Family violence & Commonwealth laws e-news | Feedback

Issue 8 | 7 September 2011  View original format

Calling for feedback

As readers will be aware, on 19 August we released a Discussion Paper. Those of you who are referring to the full Discussion Paper as you write your submissions might perhaps have noticed that it’s big. Very big.  It’s really seven DPs in one, given the coverage of the discrete areas under review.

First, a few words about that. The ALRC carries out a lot of research and consultation before we come up with the questions and proposals that we put to our stakeholders. We believe that is important that all of this work is fully documented. These documents are a reference for stakeholders requiring detailed explanation, they ultimately provide an evidence base for our final recommendations for reform, and they also become valuable reference material for other researchers in the field. But yes, all that documentation can become a little unwieldy.

Enter, the Summary Paper.   The practice of producing separate summary versions of Discussion Papers and Final Reports is a relatively new one for the ALRC.  The intention is to help stakeholders access and grasp the key issues quickly, without getting bogged down or bewildered by too much detail.  The Summary Paper aims to provide the essential minimum for easy access to the ALRC’s thinking, particularly for stakeholders who already have considerable understanding of the various issues under review.

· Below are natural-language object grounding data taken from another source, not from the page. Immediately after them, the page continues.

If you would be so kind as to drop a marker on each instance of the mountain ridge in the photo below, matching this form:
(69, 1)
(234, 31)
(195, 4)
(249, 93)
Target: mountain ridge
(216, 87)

The Family Violence- Commonwealth Laws Discussion Paper Summary is probably the shortest summary document we’ve produced to date. After a brief introduction and overview, it provides a short abstract of each chapter, followed by the questions and proposals contained in that chapter. We would like to know if we’ve achieved the right balance with this formula.

As you write your submissions for this Inquiry (due 30 September!), and the experience of using these Discussion Papers is fresh, we’d really welcome any feedback about how you are using these publications, and what you do and don’t find useful.

Provide feedback  >>

Ongoing consultations

Following the release of the Discussion Paper the ALRC has begun undertaking a second round of consultations with key stakeholders.

Recently several members of the ALRC met with the Sex Discrimination Commissioner, Aboriginal and Torres Strait Islander Social Justice Commissioner, Deputy Sex Discrimination Commissioner, Executive Director and members of the Disability Rights and Sex and Age Discrimination units of the Australian Human Rights Commission to discuss the Inquiry. Next week members of the team will attend a meeting of the Superannuation Consultative Committee Secretariat of the ATO and will also attend the 1st National LGBTIQ Domestic Family Violence Conference. In addition, over the next month consultation trips are planned to Canberra, Brisbane and Perth and many consultations will also be conducted in Sydney and by telephone.

Consultations are a crucial way for the ALRC to engage with a range of stakeholders around Australia, as are the invaluable contributions of stakeholders in making written submissions that the ALRC can then draw upon in writing the Final Report.